The Czech Republic, Denmark, Iceland and Switzerland (already on the Scottish mandatory-quarantine list) have relatively high and rising rates of coronavirus infection – though they currently have far fewer British tourists than Croatia.
Many readers have contacted The Independent to ask about Greece and Turkey. At present their rates of infection look unlikely to trigger the re-imposition of quarantine.
Meanwhile Portugal is good to go to?
Yes. The Foreign Office has lifted its warning against travel, and from 4am on Saturday arrivals from Portugal will no longer need to self-isolate for 14 days.
But those who have already landed are expected to complete 14 days in self-isolation.
The country has lobbied intensively to be awarded no-quarantine status. Luis Araujo, president of Turismo de Portugal, said: “This has been a period which nobody will ever forget, a period of time which has left behind a trail of destruction, sorrow and pain.”
The UK’s change of heart means that travel firms can once again sell holidays to the Algarve, Lisbon, Madeira and the Azores.
Jet2 will restart holidays to the Algarve on Monday 24 August. The chief executive, Steve Heapy, said: “Despite the government advice that has been in place, the demand for flights and holidays to Portugal has remained strong, so we are looking forward to resuming our operations to Faro in addition to Madeira.”
A spokesperson for Abta, the travel association, said: “Portugal is a popular destination among British holidaymakers and a place where the weather usually remains pleasant late into winter time.
“The news that holidaymakers can still enjoy a much-deserved break in this country will be welcomed by travellers and the travel industry alike.”
Within minutes of the transport secretary’s announcement, air fares to the Algarve started to soar.

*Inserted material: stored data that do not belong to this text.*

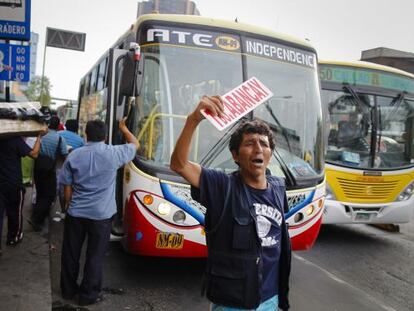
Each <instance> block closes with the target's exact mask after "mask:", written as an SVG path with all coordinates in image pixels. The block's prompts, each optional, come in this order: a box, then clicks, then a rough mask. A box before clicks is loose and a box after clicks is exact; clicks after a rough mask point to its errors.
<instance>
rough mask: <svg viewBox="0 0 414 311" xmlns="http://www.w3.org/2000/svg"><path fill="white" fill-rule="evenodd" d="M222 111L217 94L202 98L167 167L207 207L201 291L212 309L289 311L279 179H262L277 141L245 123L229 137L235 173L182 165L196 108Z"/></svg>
mask: <svg viewBox="0 0 414 311" xmlns="http://www.w3.org/2000/svg"><path fill="white" fill-rule="evenodd" d="M202 109H206V110H208V111H209V112H210V113H212V114H213V115H214V116H219V117H220V116H221V115H222V113H223V102H222V100H221V98H220V97H219V96H212V97H208V96H204V97H203V98H202V99H201V101H200V102H199V104H198V105H197V108H196V109H195V110H194V111H193V112H192V113H191V114H190V115H188V117H187V120H186V123H185V125H184V128H183V130H182V132H181V134H180V136H179V138H178V140H177V144H176V146H175V149H174V152H173V154H172V156H171V169H172V170H174V171H175V172H177V173H178V174H180V175H181V176H183V177H184V178H185V179H186V180H187V181H188V182H189V183H190V184H191V187H192V188H191V192H192V196H193V198H194V199H196V200H197V201H198V202H200V203H201V204H203V205H204V206H205V207H206V208H207V212H206V222H205V228H206V239H207V247H208V258H207V268H206V284H205V289H206V293H207V297H208V298H209V300H210V301H211V302H212V306H211V310H213V311H230V310H246V309H248V310H251V309H254V310H259V311H270V310H272V311H274V310H277V309H278V307H279V308H280V309H282V310H288V309H289V301H288V291H289V275H290V260H291V248H290V239H289V235H288V230H287V226H286V223H285V219H284V211H285V210H286V209H287V198H286V191H285V184H284V180H283V179H281V178H276V177H273V176H266V168H267V165H268V164H269V161H270V157H271V155H272V151H273V150H274V147H275V144H274V140H273V133H272V131H271V130H270V128H269V126H268V125H267V124H266V123H264V122H263V121H260V120H252V121H244V122H242V123H241V124H240V125H239V126H238V128H237V129H236V130H235V131H234V132H233V134H232V135H231V138H230V142H229V148H230V152H231V153H232V156H233V159H234V161H235V162H236V164H237V165H238V166H239V170H238V171H236V172H234V173H232V174H226V173H224V172H221V171H217V170H213V169H207V168H204V167H201V166H200V165H199V164H197V163H193V162H191V161H189V160H188V155H189V150H190V146H191V140H192V136H193V134H194V132H195V130H196V128H197V127H198V125H199V124H200V122H201V121H202V120H203V119H204V117H203V116H202V114H201V112H200V111H201V110H202Z"/></svg>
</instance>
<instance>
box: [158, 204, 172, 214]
mask: <svg viewBox="0 0 414 311" xmlns="http://www.w3.org/2000/svg"><path fill="white" fill-rule="evenodd" d="M157 211H158V213H159V214H160V215H163V216H164V215H168V214H169V213H170V211H171V205H170V204H168V203H164V202H163V203H160V204H159V205H158V208H157Z"/></svg>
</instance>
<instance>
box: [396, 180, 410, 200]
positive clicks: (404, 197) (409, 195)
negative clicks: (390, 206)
mask: <svg viewBox="0 0 414 311" xmlns="http://www.w3.org/2000/svg"><path fill="white" fill-rule="evenodd" d="M413 192H414V181H413V182H412V183H411V184H409V185H408V186H407V187H406V188H405V189H404V190H403V191H402V192H401V193H400V195H399V196H398V198H397V201H406V200H408V199H410V198H411V196H412V195H413Z"/></svg>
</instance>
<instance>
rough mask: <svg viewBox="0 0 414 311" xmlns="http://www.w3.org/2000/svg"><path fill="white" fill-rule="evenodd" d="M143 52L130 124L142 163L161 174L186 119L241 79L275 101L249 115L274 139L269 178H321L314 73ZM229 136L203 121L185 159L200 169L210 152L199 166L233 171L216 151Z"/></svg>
mask: <svg viewBox="0 0 414 311" xmlns="http://www.w3.org/2000/svg"><path fill="white" fill-rule="evenodd" d="M141 51H142V52H143V59H144V73H143V85H142V88H141V93H140V96H139V97H138V100H137V104H136V106H135V107H133V115H134V118H133V119H134V120H133V122H132V123H133V126H132V130H133V132H134V133H135V134H136V135H137V137H138V139H139V140H140V143H141V146H142V147H141V149H140V151H139V159H140V160H141V161H144V162H145V163H146V164H148V165H154V166H156V167H165V168H167V167H168V166H169V163H170V156H171V153H172V150H173V148H174V146H175V142H176V140H177V138H178V135H179V134H180V132H181V130H182V128H183V126H184V123H185V119H186V116H187V115H188V114H189V113H190V112H191V111H192V110H193V109H194V108H195V105H196V104H197V103H198V101H199V100H200V99H201V97H202V96H203V95H213V94H221V95H223V94H225V93H226V92H228V91H229V90H231V89H233V88H234V87H236V86H238V85H239V84H241V83H242V82H243V75H246V74H247V75H248V77H252V76H255V77H257V78H258V79H259V80H261V81H262V82H263V83H264V84H265V85H266V86H267V87H269V88H270V89H271V90H272V91H273V92H274V94H275V95H274V97H273V98H272V99H271V100H269V101H268V102H267V103H264V104H263V105H261V106H260V107H258V108H257V109H256V110H255V111H254V112H253V116H254V117H257V118H260V119H263V120H265V121H266V122H268V124H269V125H270V127H271V128H272V130H273V131H274V133H275V137H276V149H277V151H276V154H275V156H274V158H273V159H272V162H271V164H270V165H269V169H270V170H271V172H272V174H274V175H279V176H285V175H286V174H288V175H291V176H292V177H293V179H294V180H296V181H299V180H302V181H305V180H309V179H312V180H315V179H316V178H320V176H321V174H322V169H323V165H322V163H323V160H324V159H323V152H324V150H323V148H322V147H321V146H322V144H321V141H320V140H321V139H323V135H322V134H321V132H322V122H321V108H320V99H319V91H318V90H319V86H318V76H317V72H316V69H315V68H306V67H305V66H300V65H296V64H289V63H286V62H280V61H275V60H269V59H266V58H260V57H257V56H252V55H248V54H242V53H240V52H226V51H222V50H215V49H200V48H194V47H188V46H186V47H180V46H177V45H167V44H151V45H143V46H142V47H141ZM243 68H244V71H243ZM150 77H151V78H150ZM227 132H228V131H223V132H220V131H218V130H216V129H215V128H214V127H213V126H212V125H211V124H210V123H209V122H202V123H201V125H200V126H199V128H198V130H197V132H196V133H195V138H194V139H193V144H192V147H191V151H190V160H191V161H194V162H197V163H200V162H202V161H203V160H205V159H206V157H207V156H208V155H209V153H210V152H211V151H212V150H213V149H214V150H215V151H216V153H215V154H216V155H215V157H214V158H213V159H210V160H209V161H203V162H202V163H203V165H205V166H207V167H211V168H217V169H222V170H224V171H226V172H229V171H232V170H234V169H237V167H236V166H235V164H234V162H233V159H232V157H231V154H230V152H229V151H228V148H227V144H221V145H220V144H218V142H220V140H221V139H222V138H223V136H224V135H225V134H226V133H227ZM219 145H220V146H219ZM215 146H216V147H217V146H218V148H219V149H217V148H214V147H215ZM207 158H208V157H207ZM287 171H289V172H287Z"/></svg>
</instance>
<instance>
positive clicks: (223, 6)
mask: <svg viewBox="0 0 414 311" xmlns="http://www.w3.org/2000/svg"><path fill="white" fill-rule="evenodd" d="M194 2H195V3H196V4H197V7H198V9H199V10H200V13H201V15H203V16H208V17H216V18H222V19H228V20H234V19H235V18H236V17H237V19H238V21H240V22H245V23H250V24H254V25H257V26H262V27H266V28H269V29H271V30H275V31H279V32H283V33H286V34H289V35H292V36H295V37H299V38H306V39H308V40H309V41H310V42H311V43H312V44H313V46H314V47H315V48H316V50H317V52H318V56H319V58H321V59H339V60H358V59H360V57H361V51H362V50H367V49H371V48H375V47H380V46H383V47H389V48H393V49H397V50H402V51H406V52H414V37H413V30H414V17H413V12H414V0H392V1H391V0H382V1H378V0H347V1H338V0H245V1H240V0H194ZM137 3H138V2H137V1H136V0H32V21H31V27H32V31H34V32H36V33H38V34H39V35H40V38H39V47H38V56H37V68H36V73H37V74H38V75H41V73H42V63H43V51H44V39H45V33H46V27H51V28H59V29H66V30H72V31H77V32H85V33H86V48H85V52H77V51H69V50H64V49H57V48H51V47H48V48H47V52H46V66H45V75H46V76H48V77H49V78H50V80H51V83H52V92H51V93H52V96H53V97H58V98H67V99H77V92H78V86H79V80H80V78H81V77H82V76H83V75H84V74H85V73H86V71H88V70H89V69H90V68H91V67H92V65H93V64H94V63H95V62H96V61H97V59H98V58H99V56H101V55H102V54H103V53H104V51H105V50H106V49H107V48H109V46H110V45H112V44H113V43H114V42H115V41H116V39H117V38H118V37H119V36H120V35H121V34H123V33H124V32H125V31H126V30H127V29H128V27H129V26H130V25H131V24H132V23H133V22H134V21H135V18H136V12H137Z"/></svg>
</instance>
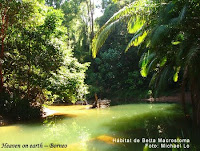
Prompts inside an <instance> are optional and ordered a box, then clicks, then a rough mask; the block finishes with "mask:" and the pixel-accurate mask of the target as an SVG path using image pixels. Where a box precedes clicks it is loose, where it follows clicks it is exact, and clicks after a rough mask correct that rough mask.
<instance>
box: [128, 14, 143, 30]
mask: <svg viewBox="0 0 200 151" xmlns="http://www.w3.org/2000/svg"><path fill="white" fill-rule="evenodd" d="M144 24H145V21H144V20H142V19H141V18H139V17H136V19H135V17H132V18H131V19H130V21H129V22H128V32H129V33H130V34H134V33H136V32H138V31H139V30H140V29H141V28H142V27H143V26H144Z"/></svg>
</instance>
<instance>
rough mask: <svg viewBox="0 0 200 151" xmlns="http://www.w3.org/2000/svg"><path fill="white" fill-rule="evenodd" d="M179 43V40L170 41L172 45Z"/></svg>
mask: <svg viewBox="0 0 200 151" xmlns="http://www.w3.org/2000/svg"><path fill="white" fill-rule="evenodd" d="M180 43H181V42H180V41H172V45H178V44H180Z"/></svg>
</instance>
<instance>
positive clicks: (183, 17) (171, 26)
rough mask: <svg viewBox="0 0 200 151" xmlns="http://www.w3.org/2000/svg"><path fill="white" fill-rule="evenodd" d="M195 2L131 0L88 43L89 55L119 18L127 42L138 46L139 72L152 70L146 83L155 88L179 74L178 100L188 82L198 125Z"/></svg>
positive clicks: (107, 35) (198, 125) (98, 49)
mask: <svg viewBox="0 0 200 151" xmlns="http://www.w3.org/2000/svg"><path fill="white" fill-rule="evenodd" d="M199 13H200V6H199V2H197V1H187V0H135V1H134V2H133V3H131V4H130V5H128V6H126V7H124V8H123V9H121V10H120V11H119V12H117V13H116V14H114V15H113V16H112V17H111V18H110V19H109V20H108V21H107V22H106V24H105V25H104V26H103V27H102V28H101V29H100V30H99V31H98V32H97V34H96V35H95V37H94V39H93V43H92V52H93V57H94V58H95V57H96V54H97V52H98V50H99V49H100V47H101V46H102V45H103V43H104V42H105V40H106V39H107V38H108V35H109V34H110V33H111V31H112V30H113V29H114V27H115V25H116V24H117V23H118V22H120V21H123V22H125V23H126V24H127V29H128V32H129V33H131V34H133V38H132V39H131V41H130V42H129V43H128V45H127V48H126V50H125V51H127V50H128V49H129V48H130V47H131V46H135V47H138V53H139V54H140V55H141V61H140V63H139V64H140V67H141V75H142V76H143V77H146V76H147V75H148V74H149V73H150V72H153V73H154V74H153V76H152V80H151V82H150V85H152V84H153V86H154V88H155V89H157V90H159V88H160V87H161V86H162V85H163V84H164V83H166V80H170V79H173V80H174V82H177V81H178V79H180V78H179V77H182V78H181V80H182V84H181V90H182V97H181V98H182V103H183V109H184V112H185V113H186V107H185V86H186V85H189V88H190V91H191V100H192V108H193V121H194V122H195V125H197V126H198V127H200V93H199V92H200V89H199V88H200V80H199V78H198V76H199V75H200V68H199V65H200V58H199V56H200V45H199V41H200V31H199V30H200V28H199V26H200V25H199V22H200V17H199V16H198V14H199Z"/></svg>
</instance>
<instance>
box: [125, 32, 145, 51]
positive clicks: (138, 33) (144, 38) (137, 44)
mask: <svg viewBox="0 0 200 151" xmlns="http://www.w3.org/2000/svg"><path fill="white" fill-rule="evenodd" d="M147 34H148V31H145V32H140V33H138V34H137V35H135V36H134V37H133V38H132V39H131V41H130V42H129V43H128V45H127V47H126V49H125V52H127V51H128V49H129V48H130V47H132V46H139V45H140V44H141V43H142V42H143V41H144V40H145V38H146V36H147Z"/></svg>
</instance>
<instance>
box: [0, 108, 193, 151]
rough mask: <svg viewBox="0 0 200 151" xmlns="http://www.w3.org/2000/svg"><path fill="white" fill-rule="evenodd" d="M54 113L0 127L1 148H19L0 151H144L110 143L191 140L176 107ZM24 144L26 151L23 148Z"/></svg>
mask: <svg viewBox="0 0 200 151" xmlns="http://www.w3.org/2000/svg"><path fill="white" fill-rule="evenodd" d="M56 109H57V110H59V111H62V113H60V114H57V115H56V116H51V117H47V118H46V119H44V120H43V121H40V122H33V123H26V124H14V125H11V126H3V127H0V144H1V146H2V143H8V144H19V145H21V146H20V148H19V149H17V148H11V149H9V148H0V151H29V150H31V151H43V150H44V151H49V150H50V151H59V150H64V151H67V150H70V151H79V150H81V151H118V150H119V151H126V150H127V151H143V150H145V148H144V143H141V142H140V143H133V142H132V143H113V139H115V138H126V139H132V140H133V139H134V138H138V139H140V140H141V139H142V138H158V137H161V138H177V137H179V138H189V137H190V123H188V122H186V121H185V120H183V118H181V117H182V116H183V114H182V111H181V109H180V107H179V106H177V105H176V104H131V105H130V104H129V105H119V106H113V107H110V108H107V109H90V110H88V109H84V107H82V108H78V109H77V108H76V107H75V108H74V109H73V108H69V107H56ZM59 111H58V112H59ZM70 113H72V114H70ZM41 143H42V145H43V146H42V148H30V145H31V144H35V145H36V146H35V147H38V146H37V144H41ZM51 143H54V144H56V143H57V144H67V145H68V147H67V148H65V149H61V148H50V147H49V144H51ZM23 144H27V145H28V146H27V147H28V148H22V145H23ZM44 145H46V147H45V146H44ZM47 146H48V147H47ZM33 147H34V146H33ZM148 150H150V149H148ZM153 150H158V151H159V150H172V149H153ZM190 150H191V149H190Z"/></svg>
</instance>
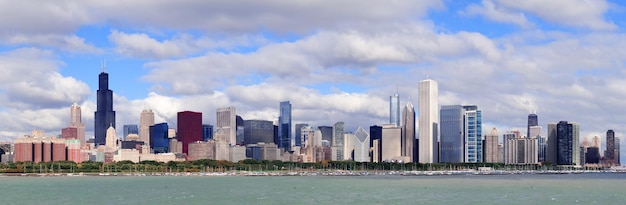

Fares from Manchester to Faro tracked by The Independent showed the Saturday morning easyJet flight almost doubled in price within half an hour, from £50 to £98, as holidaymakers sought short-notice escapes.
What’s stopping people flying into Spain but coming home via Portugal?
Nothing, but they will still be expected to self-isolate because of their visit to Spain – which remains on the mandatory quarantine list.
Are some countries imposing similar restrictions on British travellers?
Starting on Saturday 22 August, travellers from the UK to Norway will need to quarantine for two weeks due to what the Norwegian authorities call “high transmission” of coronavirus.
Finland, which has the lowest rates of any large European country, already bans all but its own citizens and residents.
But the French threat of reciprocal quarantine has yet to materialise in any meaningful way. The same happened in June, when the UK first imposed quarantine on France. Self-isolation for travellers arriving in France was strictly voluntary.
What is all this chopping and changing doing to travellers’ confidence?
It is extremely costly emotionally for the traveller, and financially for the travel industry.
Just when airlines, holiday companies and travel agents think things can’t get any worse – they do.